La Cour des comptes a montré que l'avantage économique en matière d'emploi représenté par un grand stade, relevait de la croyance. Nous n'avons que peu d'études, mais si l'on recoupe les palmarès économiques publiés par des magazines tels que L'Express ou Challenges et le niveau des clubs sportifs, il n'y a aucune corrélation évidente entre la présence en ligue 1 et le classement économique d'une ville : sur 35 clubs présents en ligue 1 hors Paris, 20 seulement figurent dans les 50 premières villes des classements économiques. Une région comme la Corse s'offre fréquemment deux clubs en ligue 1 sans être un modèle de développement économique. L'effondrement de l'économie de Saint-Etienne coïncide avec la grande période de son club de football.
Le contenu en emplois du chiffre d'affaires du football est faible : environ deux emplois pour un million de chiffre d'affaires, contre sept ou huit pour le secteur du bâtiment et des travaux publics (BTP). Quand un ménage préfère le football au cinéma ou au restaurant, d'une certaine manière, il détruit des emplois.
La croissance de la taille des stades dégage-t-elle de plus grandes recettes de billetterie, susceptibles de financer ceux-ci ? Le vecteur de recette principal des clubs sont les droits de retransmission télé, apparus en 2000 et 2004, qui s'élèvent à 700 millions et constituent 50 % du budget de beaucoup de clubs. La billetterie en représente 10 à 20 %. Même en l'augmentant, on ne peut espérer qu'elle finance des équipements de 300 millions ou 400 millions.

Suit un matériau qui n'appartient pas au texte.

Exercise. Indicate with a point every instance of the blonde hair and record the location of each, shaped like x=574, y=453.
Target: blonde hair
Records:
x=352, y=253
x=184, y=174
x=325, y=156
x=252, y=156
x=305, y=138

De plus, remplir un stade plus grand suppose d'offrir un plus beau spectacle et, pour cela, d'aligner des joueurs qui attirent du public par leurs résultats, ce qui a un coût. On le voit bien, en vendant de plus en plus de joueurs, l'Olympique Lyonnais n'est plus le champion qu'il a été.
L'intervention des collectivités territoriales se heurte à la règlementation, voire aux interdictions édictées par la Commission européenne : les aides pour l'Euro 2016, dont le montant est loin d'être négligeable, n'ont toujours pas été validées. Le plus privé des stades français n'est jamais entièrement privé : il bénéficie de la garantie d'emprunt du conseil général, du soutien de la Caisse des dépôts et consignations, sans parler des équipements périphériques. La légitimité des aides publiques est ici directement mise en cause, car les lois Buffet ont été validées par l'Europe. Le rapport Besson rappelle la corrélation directe entre le poids financier des clubs et la réussite en champions league : aider les clubs les fait rentrer directement dans le champ de la concurrence européenne.
Pourquoi la grande agglomération lyonnaise n'aurait-elle pas un grand stade ? Les 70 à 100 millions de recettes supplémentaires par an ne viendront sûrement pas de la billetterie. Elles sont liées à un ensemble d'opérations sur 50 hectares, dont la cession s'est faite, selon nous - le débat juridique n'est pas clos - à une valeur en dessous du marché, et à des plus-values sur les parcelles revendues. Les clubs de ce niveau ne peuvent réaliser plus de 50 millions de recettes de billetterie par an. Ces clubs sont très riches, mais leur argent, au lieu de mettre de l'huile dans les rouages, met de l'huile sur le feu et entraîne un emballement du prix des joueurs. Par conséquent, nous recommandons un plafond global limitant le nombre de joueurs et la masse salariale par club.